Это было письмо Эдмона, написанное им перед его отъездом в Новую Каледонию.
Адмирал Ле Хелло прочел его:
Господину Жюлю Прево-Лемеру, в Париже.
Я вам служил четырнадцать лет с преданностью и искренностью, которые никогда не обманывали вас. В благодарность за то вы посылаете меня в ссылку, тогда как ваша совесть говорит вам, что я невинен. Помните же это! Если когда-нибудь вы окажетесь в моей власти, вы не найдете во мне жалости к себе, как не нашел ее в вас мой старик-отец!.. В этот вечер меня увозят из Франции. Не желайте увидеть меня опять в ее пределах!
Эдмон Бартес
— Ну, что же вы хотите, – как бы извиняя и оправдывая Бартеса, сказал адмирал. – Когда человека безвинно ссылают на каторгу, то естественно, что он возмущается. » что нравственные муки озлобляют его» Но я знаю Бартеса: он рыцарь и благородный человек; когда он узнает, что вы были обмануты, введены в заблуждение, он забудет и простит!

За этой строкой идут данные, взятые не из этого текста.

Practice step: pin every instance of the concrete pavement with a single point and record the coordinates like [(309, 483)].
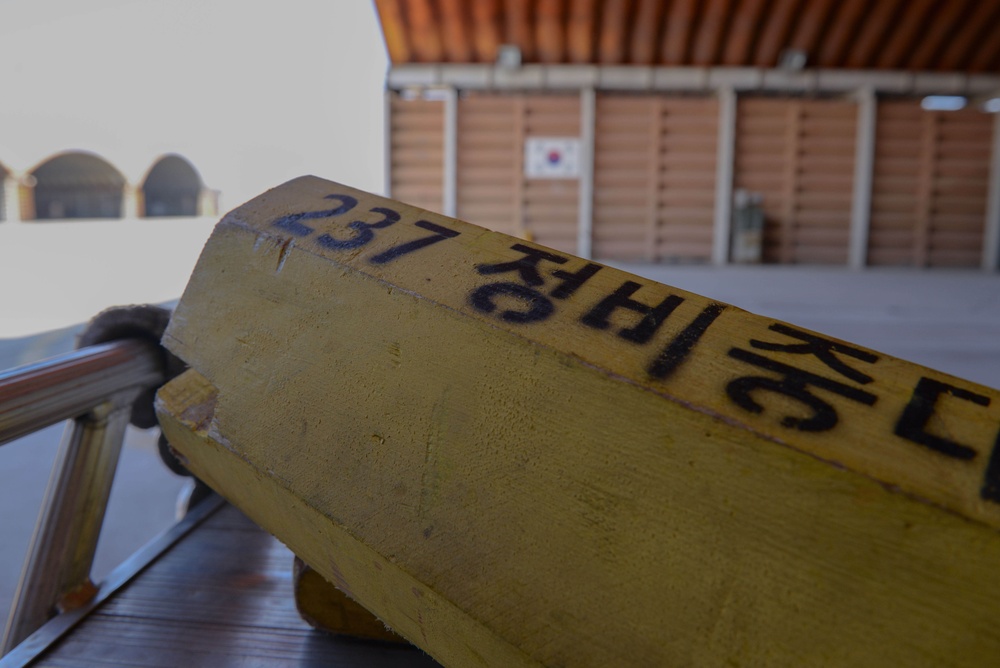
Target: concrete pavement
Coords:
[(949, 320)]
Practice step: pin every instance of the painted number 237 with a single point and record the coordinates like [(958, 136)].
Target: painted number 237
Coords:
[(361, 232)]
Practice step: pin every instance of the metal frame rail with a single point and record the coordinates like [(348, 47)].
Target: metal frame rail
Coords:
[(96, 388)]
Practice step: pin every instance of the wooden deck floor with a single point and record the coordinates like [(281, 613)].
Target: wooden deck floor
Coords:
[(222, 596)]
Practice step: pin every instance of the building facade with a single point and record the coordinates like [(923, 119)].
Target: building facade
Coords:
[(861, 160)]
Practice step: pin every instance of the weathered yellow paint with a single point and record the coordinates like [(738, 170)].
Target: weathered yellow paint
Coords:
[(325, 607), (503, 492)]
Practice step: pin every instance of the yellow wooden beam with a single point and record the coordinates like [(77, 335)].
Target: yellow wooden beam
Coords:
[(514, 456)]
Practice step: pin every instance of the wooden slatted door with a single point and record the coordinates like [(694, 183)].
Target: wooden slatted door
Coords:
[(492, 189), (550, 206), (930, 186), (799, 154), (489, 162), (416, 135), (654, 178), (625, 156), (685, 176)]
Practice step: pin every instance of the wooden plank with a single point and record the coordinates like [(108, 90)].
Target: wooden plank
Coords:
[(423, 31), (486, 29), (508, 458), (872, 34), (391, 18), (517, 27), (456, 30), (896, 53), (645, 32), (580, 31), (775, 32), (220, 597), (680, 24), (743, 32), (712, 30), (549, 30), (842, 32)]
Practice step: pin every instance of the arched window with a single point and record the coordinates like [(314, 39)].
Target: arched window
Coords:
[(172, 188), (77, 185)]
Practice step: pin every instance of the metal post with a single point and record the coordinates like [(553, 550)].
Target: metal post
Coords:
[(100, 385), (387, 144), (11, 199), (991, 230), (450, 189), (725, 159), (56, 573), (585, 207), (864, 165)]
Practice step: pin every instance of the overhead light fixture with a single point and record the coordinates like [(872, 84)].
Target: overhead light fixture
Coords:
[(943, 103), (793, 60), (509, 56)]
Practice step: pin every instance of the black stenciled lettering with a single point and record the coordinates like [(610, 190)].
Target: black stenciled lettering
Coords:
[(293, 222), (823, 349), (912, 424), (680, 347), (653, 316), (526, 266), (539, 307), (440, 234), (793, 383), (991, 481), (572, 280), (362, 231)]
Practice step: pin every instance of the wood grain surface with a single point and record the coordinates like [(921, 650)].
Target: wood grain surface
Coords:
[(514, 456)]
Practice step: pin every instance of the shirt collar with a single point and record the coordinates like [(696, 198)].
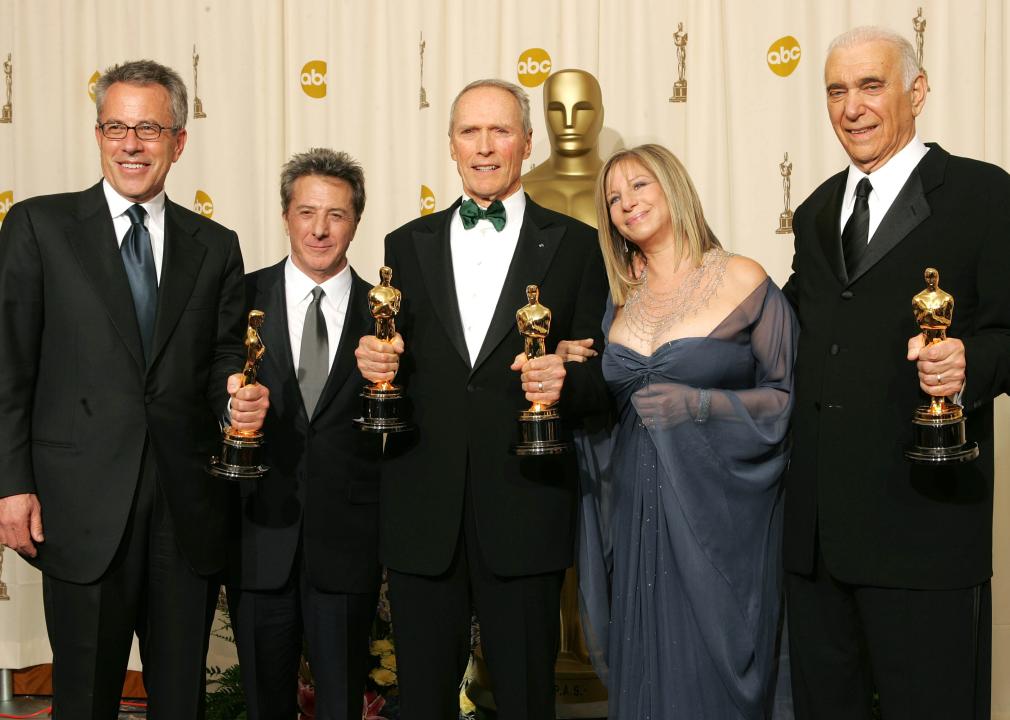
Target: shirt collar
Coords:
[(118, 204), (515, 205), (298, 286), (889, 179)]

– А пересмотр дела разве возможен при отсутствии главного лица?
– Да, если воры будут отысканы.
– Ну, если так, то я сумею исполнить свой долг, как бы тяжел он ни был, но только пускай спешат» быть может, уже через несколько дней будет поздно!
Мадам Прево-Лемер и ее дочь, несмотря на все свои усилия, не могли сдержать хлынувших у них из глаз слез.
– Гром и молния! – пробормотал про себя адмирал, сам растроганный до слез. – И против этих-то людей Бартес хочет дать волю своему чувству мести!. Нет, нет, этого допустить нельзя! – И он поспешил удалиться, чтобы не дать заметить охватившего его волнения, с которым он не в силах был совладать.
– Ну вот, господин Прево-Лемер поддался моим доводам, а теперь очередь за Бартесом! – И уважаемый адмирал направился, бодрый и счастливый, в Гранд-Отель. Но прежде чем славному моряку удалось вступить в переговоры с Эдмоном Бартесом, все его труды и все то, чего он добился у больного банкира, было уже отчасти уничтожено влиянием его родственника, бывшего председателем суда в Нумеа, а ныне прокурором в Париже.
Что же привело этого господина в дом его родственника, простая ли случайность или желание узнать какие-нибудь новости?
Ни то ни другое. Париж – это, без сомнения, город, где лучше всего можно укрыться, но с другой стороны, нигде лучше, чем в Париже, нельзя наводить справки о том, что вас интересует.
После обычных приветствий прокурор попросил, чтобы его оставили наедине с больным.
– Скажите, пожалуйста, был у вас кто-нибудь по делу, относящемуся к вашему бывшему кассиру Бартесу? – спросил он.
– Да, адмирал Ле Хелло только что вышел отсюда. Он говорил мне о возможности пересмотра этого дела и просил меня дать показания в пользу Бартеса и его невиновности, так как настоящий виновник должен быть обнаружен в самом ближайшем времени.